Thank you all for your input. Thank you Jeff for simplifying the topic for me. I saw reviews of two boats, a Compac 16, and Westerly 26 twin keel, and read that they both perform poorly going into the wind. I looking to buy my first boat, and wondered if their was a particular hull design to look for.
I am so new that I had to google iron genny. Thanks again.


----------



## olson34 (Oct 13, 2000)

I would second most of Jeff's excellent post. 
Personally, If I had to pick one feature in boat design that can enhance speed and ease of trim to weather, I would suggest a boat with more _symmetrical waterlines_, fore 'n' aft.

I have always found that the one saving grace of the IOR hulls (the best designed ones, anyway) was driving them to weather. Next best and very close would be boats with moderate beam and a clean run aft in the hull form like all the descendants of the Cal 40, the Cascades, the Niagara's, and others.
Worst are the fat-and-flat stern boats that bury the bow in a puff and then rise up on one of their fat stern quarters and try to round up. 
That design allows room for king sized beds aft, though, and are quite popular for "gracious dockside living." 

Happy boat shopping, and fear not -- there's a perfect boat out there for you, somewhere.

LB


----------



## puddinlegs (Jul 5, 2006)

To the OP, you might want to pick up a copy of Bob Perry's recent book... say what you want, but it's a pretty darn good current overview of sailboat design.


----------



## KeelHaulin (Mar 7, 2006)

Narrow fins with bulbs tend to generate more leeway than wider fin sections; although they carry more ballast deeper which helps them stand up and carry more sail area. The trade off is efficient in moderate winds when the boat can use the ballast weight as righting moment; but in heavy air this type of keel does not track as well as a wider fin section. (canting keels are outside the scope of this discussion)

A smaller headsail that can be sheeted closer to the centerline of the boat; sheets run inside the shrouds is better for pointing ability than a large headsail; but at the cost of reduced area.

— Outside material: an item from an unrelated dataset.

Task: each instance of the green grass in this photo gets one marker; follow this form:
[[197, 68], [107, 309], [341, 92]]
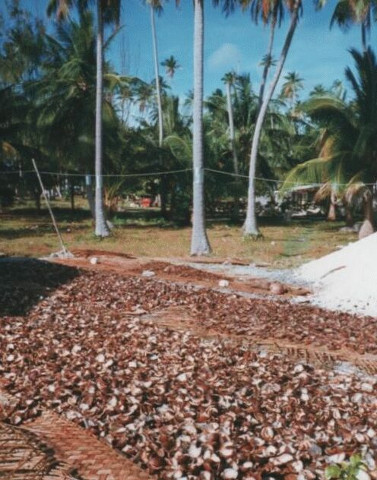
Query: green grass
[[143, 232]]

It would depend on the boat and the windspeeds that you would expect to normally sail or race in to determine if a close sheeted smaller headsail is better than a larger headsail and lower pointing angle.

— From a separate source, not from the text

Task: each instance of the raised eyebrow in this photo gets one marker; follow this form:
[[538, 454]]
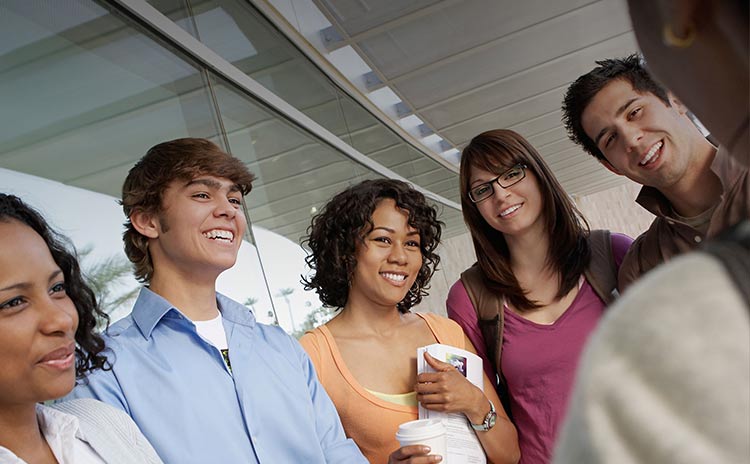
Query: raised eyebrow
[[18, 286], [619, 111], [479, 182], [54, 275], [210, 183]]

If you are looking for a boat that points high and sails fast to windward you might research the PHRF ratings for upwind performance; there might be some variation in the numbers from the 'base' rating. A lower PHRF equates to a faster hull.

Nowadays most racing hulls are optimized for downwind sailing (Spinnaker) with a hull form that will plane while sailing downwind (ULDB); while still providing adequate upwind performance (with plenty of railmeat). That's not to say the VMG upwind is poor; it just is not optimal.

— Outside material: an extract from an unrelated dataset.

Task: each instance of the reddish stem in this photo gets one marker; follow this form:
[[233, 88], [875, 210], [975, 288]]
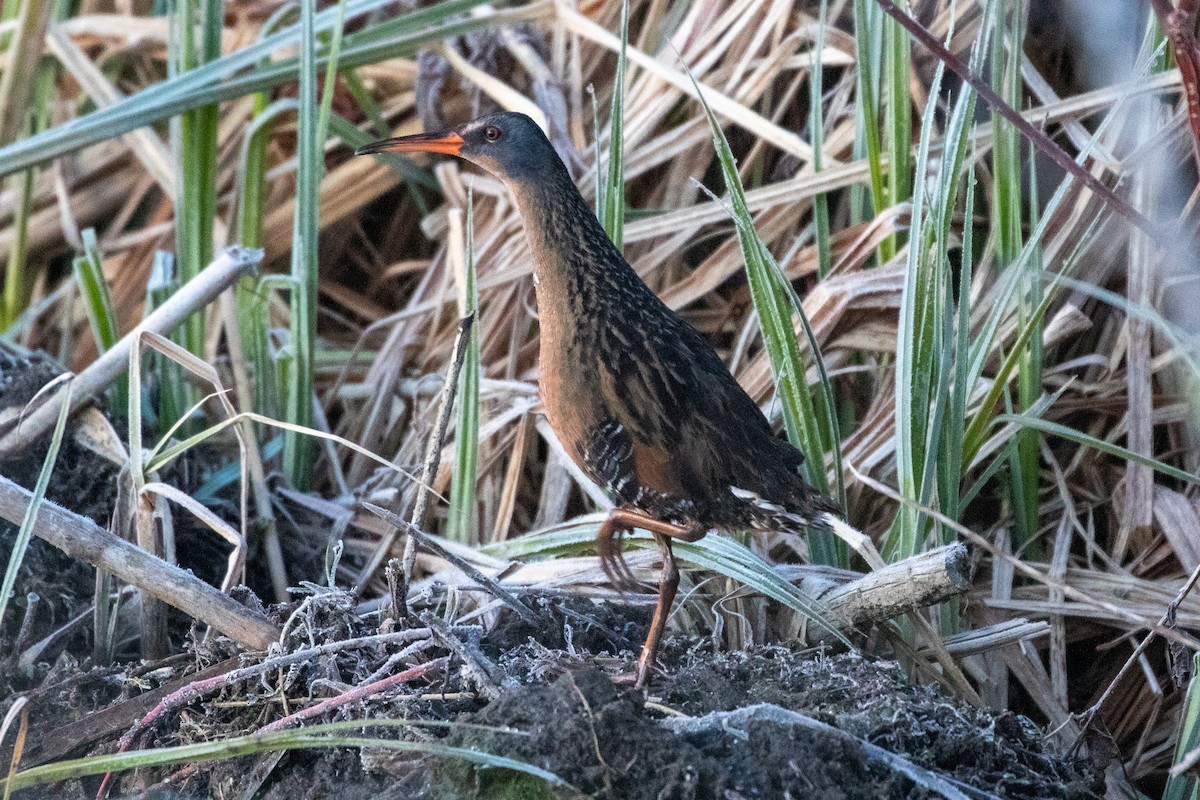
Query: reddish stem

When a boat sails upwind at it's hull speed the apparent wind angle does move forward. It's how well the sails can produce lift (and how easily the hull is driven) at that shallower wind angle that determines how well the boat points. Heavier wider beam boats with full keels will not point as well as a lighter, narrow beam hull with a fin keel and close sheeted low stretch sails. But; the heavier built boat may be more comfortable in rough conditions and more able to withstand heavy conditions without any failure of the hull.


----------



## Jeff_H (Feb 26, 2000)

I want to touch on a couple pounts raised in the posts above. Olson34's post is somewhat outdated regarding boats that are balanced fore and aft and his comment about IOR boats going to weather. 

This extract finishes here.